Citrus County — Citrus County taxpayers may have been footing the bill for what Florida Chief Financial Officer Blaise Ingoglia describes as more than $39 million in excessive and wasteful government spending, according to findings released during his statewide Fiscal Accountability Tour.
Standing before local residents and elected officials in Lecanto, Ingoglia announced that a review of Citrus County’s finances found spending growth that far exceeded population growth over the past six years. According to the CFO’s office, the county’s General Fund budget increased by approximately 72.8 percent since fiscal year 2019-2020, while the county’s population grew by only about 10 percent during the same period.

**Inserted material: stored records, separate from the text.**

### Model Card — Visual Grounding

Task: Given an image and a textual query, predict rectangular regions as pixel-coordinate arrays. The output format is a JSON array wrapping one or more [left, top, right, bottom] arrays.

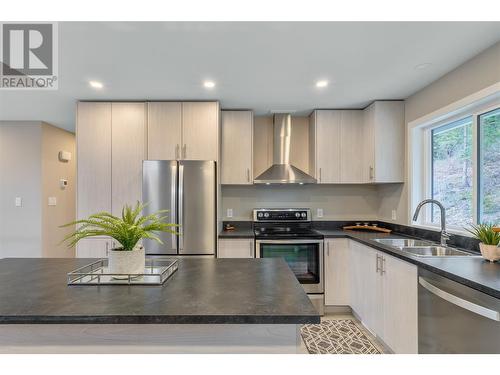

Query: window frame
[[407, 83, 500, 236]]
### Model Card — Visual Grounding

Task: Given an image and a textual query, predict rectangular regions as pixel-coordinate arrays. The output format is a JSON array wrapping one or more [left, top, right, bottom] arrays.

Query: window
[[478, 108, 500, 223], [431, 117, 473, 226], [409, 98, 500, 233]]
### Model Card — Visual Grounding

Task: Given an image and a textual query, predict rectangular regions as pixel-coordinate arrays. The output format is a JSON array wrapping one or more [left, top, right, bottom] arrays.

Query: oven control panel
[[253, 208, 311, 222]]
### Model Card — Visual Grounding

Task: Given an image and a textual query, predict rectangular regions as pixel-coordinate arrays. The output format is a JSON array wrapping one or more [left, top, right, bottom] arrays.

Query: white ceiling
[[0, 22, 500, 130]]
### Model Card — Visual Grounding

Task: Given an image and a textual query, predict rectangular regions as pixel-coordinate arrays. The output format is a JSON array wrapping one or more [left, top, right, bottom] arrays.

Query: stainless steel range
[[253, 208, 325, 314]]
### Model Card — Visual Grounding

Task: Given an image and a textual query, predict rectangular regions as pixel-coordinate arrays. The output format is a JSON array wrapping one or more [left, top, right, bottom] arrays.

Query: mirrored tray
[[68, 258, 177, 285]]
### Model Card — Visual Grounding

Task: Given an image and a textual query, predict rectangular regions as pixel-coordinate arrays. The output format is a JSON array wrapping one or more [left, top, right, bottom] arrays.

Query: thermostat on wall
[[59, 151, 71, 162]]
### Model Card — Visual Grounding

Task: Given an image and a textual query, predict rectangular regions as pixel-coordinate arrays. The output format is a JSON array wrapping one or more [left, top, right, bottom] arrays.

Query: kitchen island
[[0, 258, 320, 353]]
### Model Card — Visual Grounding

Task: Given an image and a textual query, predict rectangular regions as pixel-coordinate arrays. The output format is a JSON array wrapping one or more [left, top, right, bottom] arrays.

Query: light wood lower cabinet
[[325, 238, 350, 306], [217, 238, 255, 258], [325, 239, 418, 353]]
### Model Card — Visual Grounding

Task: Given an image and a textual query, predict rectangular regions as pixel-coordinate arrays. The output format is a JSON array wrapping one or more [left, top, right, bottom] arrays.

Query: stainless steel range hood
[[254, 114, 316, 184]]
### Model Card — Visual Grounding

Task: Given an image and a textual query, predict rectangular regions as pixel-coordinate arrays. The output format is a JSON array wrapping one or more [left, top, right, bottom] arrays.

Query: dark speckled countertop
[[219, 222, 500, 298], [0, 258, 320, 324]]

The report estimates that more than $39 million in current spending could be considered excessive and potentially available for taxpayer relief. Ingoglia argued that local government officials have expanded spending at a pace that taxpayers can no longer afford.
According to the analysis, Citrus County’s budget increased by more than $76 million over six years. The CFO’s office calculated that the increase equates to roughly $5,000 in additional spending for every new resident who moved into the county during that period.

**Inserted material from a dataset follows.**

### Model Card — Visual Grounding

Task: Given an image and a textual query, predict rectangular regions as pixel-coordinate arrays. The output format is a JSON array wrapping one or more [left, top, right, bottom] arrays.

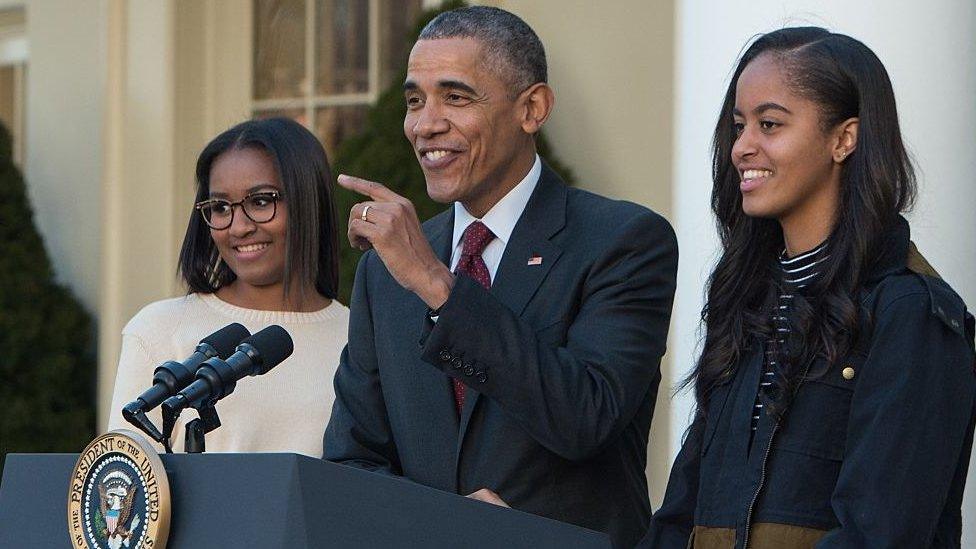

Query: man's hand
[[337, 175, 454, 310], [466, 488, 510, 507]]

The report also found that Citrus County added 278 full-time government positions since 2019, but only 64 of those positions were classified as first responders. Critics of county spending have questioned whether staffing increases outside of public safety have delivered measurable benefits to residents.
Perhaps the most significant finding involved property taxes. The Florida Agency for Fiscal Oversight concluded that Citrus County could theoretically reduce its property tax millage rate by 2.23 mills while maintaining essential county services. According to the CFO’s office, homeowners with taxable property values of $400,000 could save approximately $894 annually under such a reduction.

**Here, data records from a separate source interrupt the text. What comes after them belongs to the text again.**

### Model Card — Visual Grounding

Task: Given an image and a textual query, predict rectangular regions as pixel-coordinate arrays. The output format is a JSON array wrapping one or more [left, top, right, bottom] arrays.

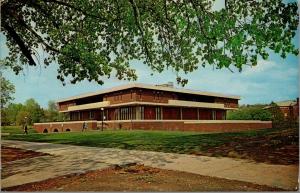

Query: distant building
[[35, 82, 271, 132]]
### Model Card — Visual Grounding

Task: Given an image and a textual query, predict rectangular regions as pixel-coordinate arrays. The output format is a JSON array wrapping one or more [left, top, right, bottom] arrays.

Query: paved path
[[1, 140, 298, 190]]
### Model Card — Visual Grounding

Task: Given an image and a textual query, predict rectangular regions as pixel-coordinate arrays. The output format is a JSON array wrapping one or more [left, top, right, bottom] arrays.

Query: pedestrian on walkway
[[23, 124, 28, 135], [82, 122, 87, 132]]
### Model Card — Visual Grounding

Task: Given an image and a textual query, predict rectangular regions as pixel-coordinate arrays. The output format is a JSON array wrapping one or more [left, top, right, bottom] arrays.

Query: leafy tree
[[1, 103, 24, 125], [1, 0, 299, 85], [45, 101, 65, 122], [22, 98, 45, 125], [16, 110, 32, 125], [227, 105, 272, 121], [0, 74, 15, 109]]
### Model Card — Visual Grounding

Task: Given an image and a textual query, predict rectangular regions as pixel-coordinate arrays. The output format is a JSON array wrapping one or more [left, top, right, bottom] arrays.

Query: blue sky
[[0, 4, 299, 107]]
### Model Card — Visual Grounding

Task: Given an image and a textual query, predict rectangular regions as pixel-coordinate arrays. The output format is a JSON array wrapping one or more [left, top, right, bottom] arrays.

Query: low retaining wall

The announcement has fueled debate over government spending and transparency in Citrus County. Supporters of the CFO’s findings argue that residents deserve relief from rising property tax burdens and greater scrutiny of government budgets. Others have questioned the methodology used in the analysis and whether the spending labeled as “wasteful” reflects legitimate growth in county services and infrastructure needs.
Ingoglia stated that Citrus County is one of numerous Florida local governments identified during his statewide review of municipal and county budgets. He claims his office has now identified billions of dollars in spending he believes exceeds what is necessary to provide core government services.
As Citrus County officials prepare future budgets, taxpayers are likely to continue demanding answers about whether county government has grown too large and whether residents are receiving adequate value for the taxes they pay. The debate is expected to become a major issue during upcoming budget discussions and local elections.
For now, the CFO’s findings have placed a spotlight on county spending and reignited calls for greater fiscal accountability, transparency, and property tax relief in Citrus County.